Resultado necesario de esta situación fue el retorno a la historia alemana. La esperanza de un renacimiento nacional toma sus fuerzas parcialmente de la resurrección de la pasada grandeza nacional. La lucha por esta grandeza nacional exige la investigación y representación artística de las causas históricas de la decadencia y ruina de Alemania. En los siglos precedentes, Alemania había sido un mero objeto de transformaciones históricas, pero ahora hace en ella su aparición la historización del arte antes y con mayor radicalidad que en el resto de los países occidentales, más desarrollados tanto en lo económico como en lo político.
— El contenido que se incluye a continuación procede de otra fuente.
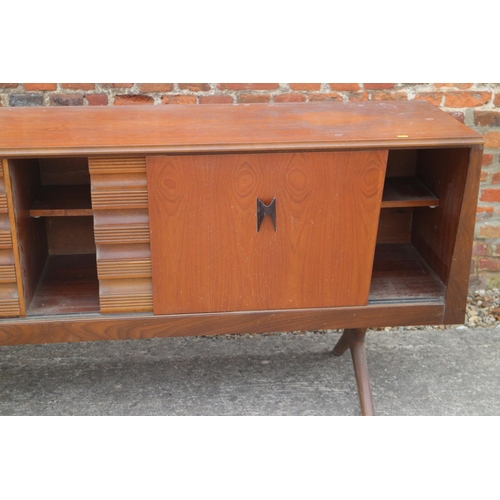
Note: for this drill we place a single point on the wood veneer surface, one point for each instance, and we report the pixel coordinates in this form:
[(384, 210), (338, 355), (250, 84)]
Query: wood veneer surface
[(208, 256), (187, 128)]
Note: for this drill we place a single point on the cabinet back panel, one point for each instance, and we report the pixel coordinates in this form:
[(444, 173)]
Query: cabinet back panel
[(70, 235), (64, 171), (207, 255), (444, 172)]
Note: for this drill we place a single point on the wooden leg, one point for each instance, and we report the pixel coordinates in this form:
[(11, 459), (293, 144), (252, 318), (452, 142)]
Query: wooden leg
[(354, 339)]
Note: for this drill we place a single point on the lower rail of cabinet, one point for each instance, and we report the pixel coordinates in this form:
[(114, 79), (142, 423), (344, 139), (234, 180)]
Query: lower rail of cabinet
[(89, 327)]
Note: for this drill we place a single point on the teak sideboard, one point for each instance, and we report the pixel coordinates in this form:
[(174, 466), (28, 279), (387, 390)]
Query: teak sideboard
[(157, 221)]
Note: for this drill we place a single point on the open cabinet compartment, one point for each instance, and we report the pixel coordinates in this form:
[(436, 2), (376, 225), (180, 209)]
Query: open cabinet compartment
[(418, 224), (57, 252)]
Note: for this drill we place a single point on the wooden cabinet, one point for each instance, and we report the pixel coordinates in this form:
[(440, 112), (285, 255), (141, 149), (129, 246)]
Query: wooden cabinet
[(207, 255), (184, 220)]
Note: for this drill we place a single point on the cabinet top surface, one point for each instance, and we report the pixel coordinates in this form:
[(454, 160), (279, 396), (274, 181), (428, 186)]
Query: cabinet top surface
[(210, 128)]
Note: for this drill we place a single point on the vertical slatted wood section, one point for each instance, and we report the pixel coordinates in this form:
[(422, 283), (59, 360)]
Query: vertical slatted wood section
[(121, 228), (9, 295)]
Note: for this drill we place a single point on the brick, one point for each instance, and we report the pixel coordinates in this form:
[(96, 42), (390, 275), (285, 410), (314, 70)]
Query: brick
[(78, 86), (435, 98), (358, 96), (378, 86), (290, 98), (487, 159), (344, 87), (132, 99), (488, 264), (479, 248), (194, 87), (66, 100), (489, 232), (39, 86), (156, 87), (458, 115), (215, 99), (462, 86), (466, 99), (389, 96), (247, 86), (306, 87), (325, 97), (97, 99), (26, 100), (117, 85), (490, 195), (487, 118), (253, 98), (178, 99), (492, 140)]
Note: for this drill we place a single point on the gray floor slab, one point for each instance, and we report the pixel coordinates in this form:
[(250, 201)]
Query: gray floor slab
[(425, 372)]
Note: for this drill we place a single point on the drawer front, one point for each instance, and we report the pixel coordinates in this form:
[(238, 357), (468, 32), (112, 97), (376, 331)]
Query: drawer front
[(206, 252)]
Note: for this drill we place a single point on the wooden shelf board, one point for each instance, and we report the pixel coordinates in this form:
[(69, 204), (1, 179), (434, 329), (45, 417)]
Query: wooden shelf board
[(68, 285), (62, 201), (400, 273), (407, 192)]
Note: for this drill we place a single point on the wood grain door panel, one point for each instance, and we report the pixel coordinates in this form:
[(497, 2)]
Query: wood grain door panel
[(207, 255)]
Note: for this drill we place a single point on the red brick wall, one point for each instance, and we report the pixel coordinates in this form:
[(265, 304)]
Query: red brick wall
[(477, 105)]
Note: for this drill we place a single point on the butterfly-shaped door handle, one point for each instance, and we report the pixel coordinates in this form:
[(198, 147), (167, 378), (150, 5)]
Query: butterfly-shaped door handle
[(264, 210)]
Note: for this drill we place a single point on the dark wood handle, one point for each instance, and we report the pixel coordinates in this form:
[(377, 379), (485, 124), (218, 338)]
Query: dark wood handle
[(263, 210)]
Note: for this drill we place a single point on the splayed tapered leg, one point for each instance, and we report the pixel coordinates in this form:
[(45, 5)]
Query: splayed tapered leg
[(354, 339)]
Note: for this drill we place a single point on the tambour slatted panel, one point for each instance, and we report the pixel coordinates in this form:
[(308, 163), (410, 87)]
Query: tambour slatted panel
[(121, 229), (9, 295)]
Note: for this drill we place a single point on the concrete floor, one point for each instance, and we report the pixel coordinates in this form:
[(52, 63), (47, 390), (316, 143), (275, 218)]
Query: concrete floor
[(425, 372)]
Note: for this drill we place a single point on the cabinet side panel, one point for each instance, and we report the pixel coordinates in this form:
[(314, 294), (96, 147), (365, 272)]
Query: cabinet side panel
[(208, 256), (23, 176), (9, 282), (458, 283), (121, 228)]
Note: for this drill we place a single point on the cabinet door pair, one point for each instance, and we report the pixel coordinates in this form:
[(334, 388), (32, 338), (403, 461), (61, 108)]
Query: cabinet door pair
[(261, 231)]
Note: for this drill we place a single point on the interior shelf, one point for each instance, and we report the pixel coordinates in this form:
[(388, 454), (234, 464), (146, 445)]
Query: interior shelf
[(68, 285), (62, 201), (407, 192), (401, 274)]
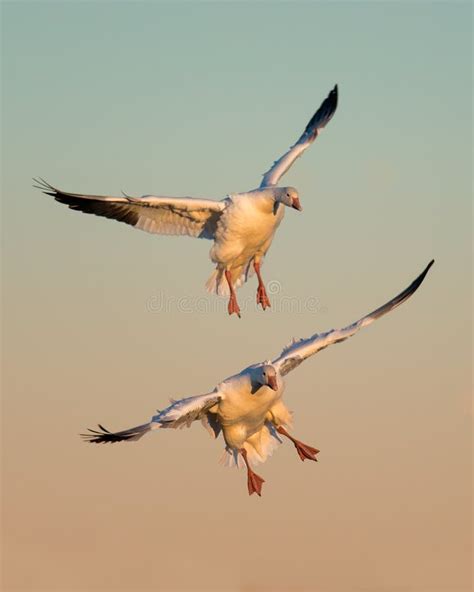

Fue la Revolución francesa, la lucha revolucionaria, el auge y la caída de Napoleón lo que convirtió a la historia en una experiencia de masas, y lo hizo en proporciones europeas. Durante las décadas que van de 1789 a 1814, cada una de las naciones europeas atravesó por un mayor número de revoluciones que las sufridas en siglos. Y la rápida sucesión de estas transformaciones confiere a los cambios un carácter cualitativo muy peculiar, borra la impresión general de que se trata de "fenómenos naturales", hace visible el carácter histórico de las revoluciones con mucha mayor claridad de lo que suele suceder al tratarse de un caso aislado. Para sólo mencionar un ejemplo, recuérdense las memorias de juventud de Heine en su Buch Le Grand (Libro Le Grand), en que describe plásticamente la influencia que el rápido cambio de gobiernos ejerció en él cuando joven. Y si tales experiencias se combinan con el conocimiento de que parecidas revoluciones ocurren por doquiera en todo el mundo, resulta muy comprensible el extraordinario fortalecimiento de la idea de que hay una historia, de que esa historia es un ininterrumpido proceso de los cambios, y, finalmente de que esta historia interviene directamente en la vida del individuo.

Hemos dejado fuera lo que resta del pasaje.